Similar discussions in this thread:
I think it's possible. Similar discussions in this thread:
週末、音楽は聞きます << this was marked as incorrect.
I'm struggling to understand when we should use the subject, object or time as the topic (は), when we should start with time followed by comma (、), when we should mark the object as an object (を) or topic (は), and when we should mark the subject as the topic (は) vs the subject (が).
I've been reading comments with rules that seem to cover all cases, to then find out someone else has some other rules to explain just the opposite. It's like a moving target.
It's like a moving target.
That sounds about right.
Particles are one of the most difficult parts of Japanese, and sometimes even native speakers give conflicting information, so when we learners start giving advice and rules, it tends to be all over the place and can cause more confusion.
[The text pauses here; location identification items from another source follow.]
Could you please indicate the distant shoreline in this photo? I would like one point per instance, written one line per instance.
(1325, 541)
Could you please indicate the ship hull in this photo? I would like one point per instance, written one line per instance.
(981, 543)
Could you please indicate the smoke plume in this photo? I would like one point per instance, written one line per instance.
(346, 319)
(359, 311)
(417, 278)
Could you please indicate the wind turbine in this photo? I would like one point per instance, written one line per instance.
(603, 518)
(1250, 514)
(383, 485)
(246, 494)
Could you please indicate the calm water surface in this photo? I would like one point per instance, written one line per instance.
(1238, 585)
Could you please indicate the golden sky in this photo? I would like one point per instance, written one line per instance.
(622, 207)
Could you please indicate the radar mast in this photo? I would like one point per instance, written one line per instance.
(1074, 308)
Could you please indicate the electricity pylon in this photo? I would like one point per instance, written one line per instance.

I wouldn't say that your answer is definitely wrong, and I think it's worth submitting an error report saying, "my answer should be accepted". However, when I read it as an advanced learner but not a native speaker, I felt more like you were saying "I am going to listen to music this weekend (as a future plan)".
Someone on HiNative asked:
What is the difference between 週末は買い物に行きます。 and 週末に買い物に行きます。 and 週末、買い物に行きます。 ?
And a native speaker answered:
1.I (always) go shopping on the weekend.
2,=3,I am going to go shopping on this weekend.
So this native speaker feels like 週末は talks about a habit / something you generally do on weekends, while 週末に and just 週末 talk about a future plan. I have seen other native speakers say the opposite, so this is in no way set in stone. Unfortunately, many factors like the age and location of the speaker and the context of the situation might influence which particles are used.
You start to develop instincts about which particle is better in which situation through experience, but at the end of the day, if you're having a conversation with a native speaker, I think whichever you choose will be understood. Maggie-sensei has a very in-depth article about time expressions with and without particles: https://maggiesensei.com/2016/01/28/time-expressions-with-and-without-a-particle/
Rules for positive statements and rules for negative statements and questions are different, and this is what can cause a lot of conflicting information in the を vs. は, が vs. は discussions (and transitive versus intransitive verbs is another issue). Always check where the information is coming from. Native speakers and users who link to sources from grammar guides/native speakers or explain their background in Japanese are more reliable than a user who just confidently states a rule without telling us where that rule came from. That user could know what they are talking about or not, but we have no way of confirming.
And sometimes language is just wishy washy and hard to explain, and doesn't follow our logic. I think the most important part is to be able to express yourself, even if your grammar isn't perfect.